逃げなきゃいけないはず、なのに……足が止まってしまった。
「そんなに急がなくてもいいじゃないか」
田中先生の声が、妙に心地よく響く。
体が重い。足が、思うように動かない。
(これは……何かの、能力……?)
意識の奥底で、何かが警鐘を鳴らしている。
でも、その声がどんどん遠くなっていく。まぶたが重い。
「いい子だ。とってもいい子だよ、詩織ちゃん」
田中先生が私の目の前に立った。その瞳が、ぎらぎらと不気味に光っている。
「君は……へぇ、美しいね。黒髪が艶やかで、肌もこんなに白くて」
田中先生の手が、私の頬に触れた。
ぞっとするような冷たい手。払いのけたいのに、体が動かない。
(あれ、私……何を……されて……?)
頭の中が綿に包まれたように、ふわふわとしている。
何かされているのは分かるけれど、それが何なのかがよく理解できない。
「これが当主らが騒いでた桜花の血を引く女……影沼本家の連中、喉から手が出るほど欲しがるだろうな」
(影沼……って……何だっけ……?)
大切なことのような気がするけれど、思考がまとまらない。
意識が雲の中に沈んでいくような感覚。
「金稼ぎでもしながら距離を詰めるつもりだったけど、そっちから来てくれるとはね」
田中先生の指が、私の髪を撫でる。
でも、それが良いことなのか悪いことなのかも、だんだん分からなくなってくる。
「ふふふ……もちろん、影沼本家にお渡しする前に、私も少し『味見』をさせてもらうよ」
その言葉を聞いた時、意識の奥底で何かが叫んだ。
危険だ、逃げろ、と。
でも、その声はまるで遠い海の底から聞こえてくるように微かで、すぐに霧に飲み込まれてしまう。
(何か……嫌なのに……。でも、何が……?)
田中先生の手が、私の肩に触れる。そして腕に。でも、されていることの意味が理解できない。まるで夢の中にいるみたいに、全てがぼんやりとしている。

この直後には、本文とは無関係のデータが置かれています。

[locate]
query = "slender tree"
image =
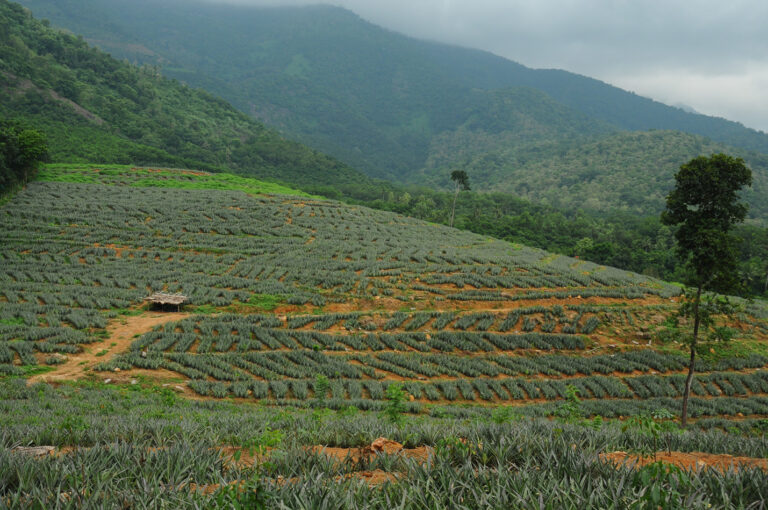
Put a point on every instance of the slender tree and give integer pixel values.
(461, 182)
(21, 151)
(704, 205)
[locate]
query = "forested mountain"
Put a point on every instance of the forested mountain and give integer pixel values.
(94, 108)
(410, 110)
(631, 171)
(97, 110)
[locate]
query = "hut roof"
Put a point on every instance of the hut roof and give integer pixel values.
(164, 298)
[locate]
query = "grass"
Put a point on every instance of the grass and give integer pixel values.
(265, 302)
(161, 178)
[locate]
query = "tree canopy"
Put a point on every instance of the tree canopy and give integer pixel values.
(705, 206)
(21, 151)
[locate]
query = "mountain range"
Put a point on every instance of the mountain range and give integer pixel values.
(410, 110)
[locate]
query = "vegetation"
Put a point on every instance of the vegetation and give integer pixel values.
(21, 152)
(461, 183)
(319, 74)
(704, 206)
(112, 440)
(622, 240)
(92, 107)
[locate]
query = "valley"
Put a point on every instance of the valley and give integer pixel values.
(339, 345)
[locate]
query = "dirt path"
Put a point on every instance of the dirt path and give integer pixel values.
(121, 334)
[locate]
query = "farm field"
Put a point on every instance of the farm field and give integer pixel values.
(302, 314)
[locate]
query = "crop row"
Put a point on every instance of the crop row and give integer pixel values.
(491, 390)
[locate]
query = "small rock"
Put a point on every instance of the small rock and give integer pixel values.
(385, 445)
(35, 451)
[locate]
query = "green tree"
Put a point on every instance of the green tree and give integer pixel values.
(461, 183)
(21, 152)
(704, 206)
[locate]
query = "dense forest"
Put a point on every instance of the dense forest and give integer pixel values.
(626, 171)
(94, 109)
(387, 104)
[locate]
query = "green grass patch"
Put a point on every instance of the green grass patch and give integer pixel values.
(205, 309)
(265, 302)
(30, 370)
(17, 321)
(125, 175)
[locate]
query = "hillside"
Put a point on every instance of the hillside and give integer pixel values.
(627, 171)
(284, 288)
(95, 108)
(334, 355)
(387, 104)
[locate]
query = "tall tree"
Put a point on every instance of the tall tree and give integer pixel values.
(21, 151)
(704, 205)
(461, 181)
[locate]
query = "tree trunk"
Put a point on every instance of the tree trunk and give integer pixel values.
(453, 209)
(689, 379)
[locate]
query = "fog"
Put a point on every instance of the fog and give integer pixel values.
(709, 55)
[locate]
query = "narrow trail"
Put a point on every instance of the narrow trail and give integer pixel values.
(121, 334)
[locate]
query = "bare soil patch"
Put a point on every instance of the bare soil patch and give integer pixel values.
(695, 461)
(122, 331)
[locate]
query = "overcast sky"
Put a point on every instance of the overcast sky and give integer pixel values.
(711, 55)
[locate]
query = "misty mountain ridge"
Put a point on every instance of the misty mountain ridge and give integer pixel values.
(411, 110)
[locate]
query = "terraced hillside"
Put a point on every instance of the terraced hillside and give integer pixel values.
(284, 288)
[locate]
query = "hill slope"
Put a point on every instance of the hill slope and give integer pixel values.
(411, 110)
(288, 288)
(95, 108)
(628, 171)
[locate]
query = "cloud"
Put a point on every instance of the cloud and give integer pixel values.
(710, 54)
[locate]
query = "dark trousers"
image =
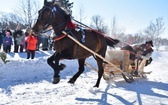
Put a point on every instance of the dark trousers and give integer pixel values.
(30, 53)
(7, 48)
(16, 48)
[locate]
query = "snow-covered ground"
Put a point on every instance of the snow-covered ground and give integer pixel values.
(28, 82)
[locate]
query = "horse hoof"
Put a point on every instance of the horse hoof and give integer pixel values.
(71, 81)
(96, 86)
(56, 80)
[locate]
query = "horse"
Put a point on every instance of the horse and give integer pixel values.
(53, 15)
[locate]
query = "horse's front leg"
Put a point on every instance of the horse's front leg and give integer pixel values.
(53, 61)
(100, 72)
(80, 71)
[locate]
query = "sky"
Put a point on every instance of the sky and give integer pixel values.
(29, 82)
(132, 16)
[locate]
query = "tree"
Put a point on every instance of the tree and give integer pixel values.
(154, 30)
(66, 4)
(97, 22)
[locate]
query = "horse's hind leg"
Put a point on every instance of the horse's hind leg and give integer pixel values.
(55, 65)
(80, 71)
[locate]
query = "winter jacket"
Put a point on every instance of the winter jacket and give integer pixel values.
(7, 41)
(1, 38)
(31, 42)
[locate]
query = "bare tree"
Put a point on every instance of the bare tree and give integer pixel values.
(115, 30)
(154, 30)
(97, 22)
(27, 11)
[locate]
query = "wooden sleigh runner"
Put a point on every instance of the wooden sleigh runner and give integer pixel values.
(116, 62)
(121, 59)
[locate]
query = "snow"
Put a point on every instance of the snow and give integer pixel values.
(29, 82)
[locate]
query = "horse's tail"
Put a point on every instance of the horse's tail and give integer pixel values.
(111, 42)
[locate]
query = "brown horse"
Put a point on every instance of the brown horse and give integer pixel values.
(53, 15)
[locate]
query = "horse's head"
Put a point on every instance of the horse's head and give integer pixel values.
(50, 15)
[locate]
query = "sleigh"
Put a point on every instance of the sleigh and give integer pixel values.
(116, 62)
(121, 60)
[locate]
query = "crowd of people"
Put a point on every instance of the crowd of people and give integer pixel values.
(20, 40)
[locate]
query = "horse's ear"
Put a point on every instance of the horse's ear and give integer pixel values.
(53, 2)
(45, 1)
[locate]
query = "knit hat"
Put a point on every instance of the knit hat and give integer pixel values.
(150, 42)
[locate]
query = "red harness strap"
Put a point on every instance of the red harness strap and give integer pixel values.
(59, 37)
(70, 25)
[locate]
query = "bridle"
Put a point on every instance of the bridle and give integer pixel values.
(51, 15)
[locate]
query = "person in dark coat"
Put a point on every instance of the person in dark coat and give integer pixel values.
(7, 29)
(1, 38)
(19, 38)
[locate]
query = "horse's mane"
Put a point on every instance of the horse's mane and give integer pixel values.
(62, 10)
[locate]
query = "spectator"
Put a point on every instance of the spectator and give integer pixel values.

「怖がることはないよ。すぐに終わる。そして君は、もっと『価値ある』人生を歩むことになるんだ」
田中先生の顔が、私に近づいてくる。その口が、近付いてくる……。
(誰か……助け……て……でも、誰……?)
心の中で、かすかな声が響く。
大切な人の名前を呼ぼうとしているけれど、その名前すら思い出せない。
意識が深い霧の中に沈んでいく。
何をされているのか、どこにいるのか、自分が誰なのかさえ、だんだん分からなくなっていく。
ただ、漠然とした不安だけが、胸の奥で小さく震えていた――。